The perch explosion on the Chicago lakefront and the legalization of the general use of crossbows are 2017 stories that will affect the future around Illinois and Chicago outdoors.

There were other significant stories, too.

Perch explosion: Fishermen descended by the thousands in November and December to fish yellow perch on the lakefront, particularly on the Southeast Side around the North Slip, 89th Street, 92nd and 95th. As winter neared, the bite at Navy Pier reached historic levels.

Vic Santucci, Illinois’ Lake Michigan program manager, and Ben Dickinson, Indiana’s assistant Lake Michigan fisheries biologist, agreed the bulk of fish being caught — 5 to 7 inches — were likely from the near-record 2015 class.

Click here for some basic background on the historic perch run.

A cocked crossbow with a bolt in.
Credit: Dale Bowman

Crossbows: Gov. Bruce Rauner signed House Bill 2893 in September. That lifted restrictions on crossbows in the Illinois Wildlife Code and allowed anyone properly licensed to use crossbows during archery seasons.

Preliminary indications suggest increased participation in archery deer hunting and increased harvest. At the end of October, as the rut began, harvest jumped several thousand ahead of the pace in 2016-17 and has continued like that since. It’s significant enough that I suspect there will be some re-evaluation of archery seasons in coming years.

But Fred Lutger, the proprietor of Freddie Bear Sports in Tinley Park, said that he thinks the initial spike in interest will wear off and that the bulk of bowhunters will return to using longbows.

Click here for some perspective on impact of the crossbow change.

Whitefish: The record for lake whitefish had the wildest ride in Illinois history, changing three times in 33 days.

Christian Howe caught the first 2017 record (4.55 pounds) while fishing for perch Feb. 17 at 95th. On March 18, Vincent Chan broke it (6.55 pounds) at McCormick Place. Then Ken Maggiore set the whitefish record still standing (7.5 pounds) with one 27¾ inches in length and 14½ inches in girth on March 22 at Montrose Harbor.

Click here for the preliminary story on Howe’s record. Click here for Chan’s story. Click here for Maggiore’s record story.

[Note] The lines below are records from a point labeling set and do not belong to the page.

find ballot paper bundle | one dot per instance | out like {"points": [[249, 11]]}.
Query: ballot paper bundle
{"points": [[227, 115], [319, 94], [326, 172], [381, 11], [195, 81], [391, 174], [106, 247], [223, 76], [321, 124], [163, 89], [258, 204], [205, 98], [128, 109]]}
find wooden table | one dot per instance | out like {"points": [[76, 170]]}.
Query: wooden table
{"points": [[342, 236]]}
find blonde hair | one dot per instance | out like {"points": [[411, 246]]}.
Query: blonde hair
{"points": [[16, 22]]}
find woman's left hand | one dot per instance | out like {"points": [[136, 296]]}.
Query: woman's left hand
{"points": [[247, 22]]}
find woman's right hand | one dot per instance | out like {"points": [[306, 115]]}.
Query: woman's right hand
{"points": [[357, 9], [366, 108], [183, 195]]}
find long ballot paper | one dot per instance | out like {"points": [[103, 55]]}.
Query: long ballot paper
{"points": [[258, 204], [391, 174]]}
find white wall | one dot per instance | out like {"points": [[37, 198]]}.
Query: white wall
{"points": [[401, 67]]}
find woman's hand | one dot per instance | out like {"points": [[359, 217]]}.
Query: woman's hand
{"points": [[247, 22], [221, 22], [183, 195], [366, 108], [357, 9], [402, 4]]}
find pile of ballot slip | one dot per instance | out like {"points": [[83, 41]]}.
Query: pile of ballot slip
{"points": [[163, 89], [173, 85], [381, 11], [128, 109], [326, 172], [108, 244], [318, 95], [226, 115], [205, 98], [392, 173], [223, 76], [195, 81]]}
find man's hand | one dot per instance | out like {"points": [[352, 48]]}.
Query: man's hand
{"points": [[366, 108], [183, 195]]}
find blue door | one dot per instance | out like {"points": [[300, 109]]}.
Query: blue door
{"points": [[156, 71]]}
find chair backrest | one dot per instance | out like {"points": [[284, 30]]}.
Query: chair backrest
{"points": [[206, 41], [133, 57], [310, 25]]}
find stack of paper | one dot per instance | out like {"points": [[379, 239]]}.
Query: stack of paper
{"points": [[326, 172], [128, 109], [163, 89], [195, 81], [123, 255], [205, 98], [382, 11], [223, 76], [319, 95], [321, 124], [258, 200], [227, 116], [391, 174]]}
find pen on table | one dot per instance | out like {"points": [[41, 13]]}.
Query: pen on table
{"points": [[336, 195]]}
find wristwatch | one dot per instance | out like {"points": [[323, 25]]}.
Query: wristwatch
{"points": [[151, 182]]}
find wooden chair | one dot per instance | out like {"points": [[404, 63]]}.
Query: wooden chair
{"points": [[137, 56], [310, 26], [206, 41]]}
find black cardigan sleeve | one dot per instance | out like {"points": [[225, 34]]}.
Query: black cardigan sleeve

A bobcat stalking prey in a photo from the Illinois Department of Natural Resources.
Credit: Steven Wayne Rotsch/Painet Inc.

Illinois’ bobcat season: Illinois’ first modern bobcat season turned out well, with 141 bobcats — 69 by hunting, 49 by trapping, 12 by archery and 11 salvaged from roads — taken by 500 successful applicants for permits. Click here for a recap of the first season.

Dominic Domian and Tyler Lubbat lift their four keepers, which led Buffalo Grove to the state championship of bass fishing on Carlyle Lake.
Credit: Dale Bowman

Chicago first: All-American Tyler Lubbat led Buffalo Grove to the Chicago area’s first state championship in bass fishing June 15. On a tough bite on Carlyle Lake, Lubbat and Dominic Domian weighed nine keepers in two days at 13 pounds, 7 ounces for the Bison to hold off Mahomet-Seymour (10-12). Click here for the final recap of the state finals.

Ken Maggiore holding his 7.5-pound whitefish (left) and 9.3-pound burbot after both were weighed on the certified scale at Henry’s Sports and Bait Shop.
Credit: Courtesy Henry’s Sports and Bait Shop

Wildest fishing day: Nobody in Illinois history had a day like Maggiore on March 22. He caught both the whitefish and burbot (9.3 pounds) records. Click here for the extended story.

Snowy owls: Numbers aren’t finalized, but it appears a record or near-record irruption of snowy owls is underway across Illinois and the northern United States.

Asian carp battle: Despite Illinois significantly lowering the amount of Asian carp in the upper pools of the Illinois River, the federal government presses on with a make-work program under the guise of preventing bighead and silver carp from reaching the Great Lakes. Click here for background on the battle to hold Asian carp on the Illinois River.

Shoreline lakers: Whether from the benefits of natural reproduction on southern Lake Michigan or lack of food in open water, lake trout are turning up near shore in unusual numbers in fall and winter, particularly on the lakefront. Capt. Ralph Steiger has turned it into a significant sportfishery by casting or jigging for them at a time of year when not much else is going.

The evolution of our outdoors keeps rolling.

Editorial note: I included links to some columns on the top stories of 2017.